第3章 受胎
「妊娠してるよ、夏油」
世界が止まったような気がした。
意識は宇宙の彼方よりももっと遠くの方へ飛んで行った気がする。
あの後、吐けるものは全部吐いた私を五条悟はお姫様抱っこで医務室へと連れてきた。
体調不良を訴え診察を終えた私に、家入硝子は淡々とそう告げた。
妊、娠……。
にんしん……。
言葉の意味は分かる。
分かるけど、わからない。
なんで、妊娠してんだ、誰の子供だよ。
気持ち悪い。
「妊娠と言っても、お前が宿してるのは呪霊だよ」
「え……?」
今は家入硝子と二人きりだ。
五条悟をこの場に残さなかったのは、検査結果を私だけに伝える為だったのだろう。
家入硝子は一枚の写真を渡してきた。
それはいわゆるエコー写真というもの。
白黒のエコー写真には、はっきりと不気味な黒い塊が映り込んでいた。
一気に視界が霞んだ。
「これが……胎児?」
「そう。人間とは到底思えないだろう」
家入硝子の言う通り、人間の赤ちゃんとは思えないおぞましい形をした影があって、口に手を当ててしまった。

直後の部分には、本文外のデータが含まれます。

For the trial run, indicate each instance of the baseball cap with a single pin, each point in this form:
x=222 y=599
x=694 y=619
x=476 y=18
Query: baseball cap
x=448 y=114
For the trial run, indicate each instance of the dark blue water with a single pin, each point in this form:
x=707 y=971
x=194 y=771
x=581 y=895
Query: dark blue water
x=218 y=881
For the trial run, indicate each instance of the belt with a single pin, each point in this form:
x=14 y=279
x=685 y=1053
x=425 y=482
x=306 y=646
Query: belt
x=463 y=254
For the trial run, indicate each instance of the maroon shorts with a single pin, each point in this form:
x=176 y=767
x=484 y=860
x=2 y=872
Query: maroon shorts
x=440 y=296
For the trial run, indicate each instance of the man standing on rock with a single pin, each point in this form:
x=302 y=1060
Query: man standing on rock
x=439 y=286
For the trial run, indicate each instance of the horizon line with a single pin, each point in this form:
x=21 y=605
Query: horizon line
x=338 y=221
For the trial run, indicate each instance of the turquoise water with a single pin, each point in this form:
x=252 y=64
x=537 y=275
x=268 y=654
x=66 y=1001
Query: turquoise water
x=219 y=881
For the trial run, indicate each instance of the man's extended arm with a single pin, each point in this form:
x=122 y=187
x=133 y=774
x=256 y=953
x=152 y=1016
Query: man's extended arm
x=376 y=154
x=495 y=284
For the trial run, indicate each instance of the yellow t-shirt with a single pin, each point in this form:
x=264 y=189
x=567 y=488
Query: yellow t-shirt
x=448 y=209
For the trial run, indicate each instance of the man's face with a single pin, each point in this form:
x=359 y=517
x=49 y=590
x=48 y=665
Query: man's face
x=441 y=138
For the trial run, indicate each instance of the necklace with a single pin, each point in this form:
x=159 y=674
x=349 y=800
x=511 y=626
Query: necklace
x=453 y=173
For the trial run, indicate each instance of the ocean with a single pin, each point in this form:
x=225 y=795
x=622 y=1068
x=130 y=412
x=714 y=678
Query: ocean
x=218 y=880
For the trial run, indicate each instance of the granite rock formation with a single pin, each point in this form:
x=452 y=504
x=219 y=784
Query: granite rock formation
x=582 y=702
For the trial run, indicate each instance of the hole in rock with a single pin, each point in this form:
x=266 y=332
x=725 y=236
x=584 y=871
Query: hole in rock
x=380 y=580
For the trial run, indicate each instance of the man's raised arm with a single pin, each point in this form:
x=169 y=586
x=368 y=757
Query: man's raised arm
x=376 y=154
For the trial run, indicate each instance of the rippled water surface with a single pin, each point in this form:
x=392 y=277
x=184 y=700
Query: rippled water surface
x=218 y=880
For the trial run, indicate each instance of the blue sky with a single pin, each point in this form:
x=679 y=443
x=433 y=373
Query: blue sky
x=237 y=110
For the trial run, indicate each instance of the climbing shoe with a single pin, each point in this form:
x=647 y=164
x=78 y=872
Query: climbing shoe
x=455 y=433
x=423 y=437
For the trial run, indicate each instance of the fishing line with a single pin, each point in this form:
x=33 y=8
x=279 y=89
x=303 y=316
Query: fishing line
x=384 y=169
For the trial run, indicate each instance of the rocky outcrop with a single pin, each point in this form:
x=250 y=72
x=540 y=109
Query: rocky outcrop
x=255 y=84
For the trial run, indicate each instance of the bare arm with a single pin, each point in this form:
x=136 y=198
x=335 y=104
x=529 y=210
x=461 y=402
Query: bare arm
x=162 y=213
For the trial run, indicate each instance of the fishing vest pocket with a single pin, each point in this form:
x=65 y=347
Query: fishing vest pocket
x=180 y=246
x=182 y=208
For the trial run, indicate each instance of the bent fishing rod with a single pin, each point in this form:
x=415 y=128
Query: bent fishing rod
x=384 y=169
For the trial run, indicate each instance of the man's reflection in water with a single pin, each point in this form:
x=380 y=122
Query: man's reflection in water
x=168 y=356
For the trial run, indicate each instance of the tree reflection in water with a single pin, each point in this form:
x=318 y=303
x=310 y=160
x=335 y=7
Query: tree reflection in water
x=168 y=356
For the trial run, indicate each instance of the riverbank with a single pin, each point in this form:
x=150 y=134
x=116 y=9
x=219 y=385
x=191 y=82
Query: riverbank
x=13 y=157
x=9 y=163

こんなものが私の胎内にいるなんて思うと、散々吐いたと言うのに吐き気がこみあげてくる。
「呪霊を孕むケースはあるにはある。産んでしまえば大体は祓う事ができるし」
「………産む?私が、こいつを……?」
「そうだ。そうでなければお前事祓う事になる」
絶望としか言いようがなかった。